Coronary Bypass Preferable To Stenting For Diabetes With LV Dysfunction Interview with:

Dr. Jayan Nagendran MD, PhD, FRCSC Director of Research, Division of Cardiac Surgery Associate Professor, Department of Surgery Division of Cardiac Surgery University of Alberta

Dr. Nagendran

Dr. Jayan Nagendran MD, PhD, FRCSC
Director of Research, Division of Cardiac Surgery
Associate Professor, Department of Surgery
Division of Cardiac Surgery
University of Alberta What is the background for this study?

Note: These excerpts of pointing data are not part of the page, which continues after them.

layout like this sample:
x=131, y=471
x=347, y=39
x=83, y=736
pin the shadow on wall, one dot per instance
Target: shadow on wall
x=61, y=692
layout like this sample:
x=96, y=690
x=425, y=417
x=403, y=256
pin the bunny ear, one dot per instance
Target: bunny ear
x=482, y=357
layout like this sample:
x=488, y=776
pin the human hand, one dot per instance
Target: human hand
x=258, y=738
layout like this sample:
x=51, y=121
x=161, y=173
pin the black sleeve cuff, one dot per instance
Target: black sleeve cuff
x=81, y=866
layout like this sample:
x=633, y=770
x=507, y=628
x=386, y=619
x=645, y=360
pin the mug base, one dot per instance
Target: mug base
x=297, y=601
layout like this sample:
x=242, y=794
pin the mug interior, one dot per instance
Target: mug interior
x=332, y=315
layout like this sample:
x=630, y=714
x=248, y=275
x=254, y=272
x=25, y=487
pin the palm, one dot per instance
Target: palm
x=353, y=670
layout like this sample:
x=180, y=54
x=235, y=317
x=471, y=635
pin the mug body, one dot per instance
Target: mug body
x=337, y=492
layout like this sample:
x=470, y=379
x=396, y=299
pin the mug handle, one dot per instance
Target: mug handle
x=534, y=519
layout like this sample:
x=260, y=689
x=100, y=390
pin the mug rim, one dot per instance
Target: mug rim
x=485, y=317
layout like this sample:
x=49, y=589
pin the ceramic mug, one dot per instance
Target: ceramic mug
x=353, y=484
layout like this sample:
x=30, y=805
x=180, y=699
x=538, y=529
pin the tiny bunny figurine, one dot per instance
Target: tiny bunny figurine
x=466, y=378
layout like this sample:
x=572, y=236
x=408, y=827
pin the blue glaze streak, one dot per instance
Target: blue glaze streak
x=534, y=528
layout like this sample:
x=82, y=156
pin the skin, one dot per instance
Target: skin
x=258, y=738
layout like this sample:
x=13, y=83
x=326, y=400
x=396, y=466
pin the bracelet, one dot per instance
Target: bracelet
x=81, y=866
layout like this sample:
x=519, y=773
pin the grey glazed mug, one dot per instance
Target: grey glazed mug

Response: The primary modalities of treatment of symptomatic coronary artery disease (coronary heart disease) are either percutaneous coronary intervention (coronary stunting) or coronary artery bypass grafting surgery. There are well designed clinical trials that guide clinical practice for the treatment of patients with diabetes requiring coronary revascularization and there are trials that examine the best modality of coronary revascularization in patients with left ventricular dysfunction. However, there is a lack of evidence for patients with both diabetes and left ventricular dysfunction. As such, we performed a propensity matched study of patients with diabetes and left ventricular dysfunction undergoing either percutaneous coronary intervention compared to coronary artery bypass grafting surgery. We used our provincial database that captures >100,000 patients undergoing coronary angiography to attain our two cohorts for comparison.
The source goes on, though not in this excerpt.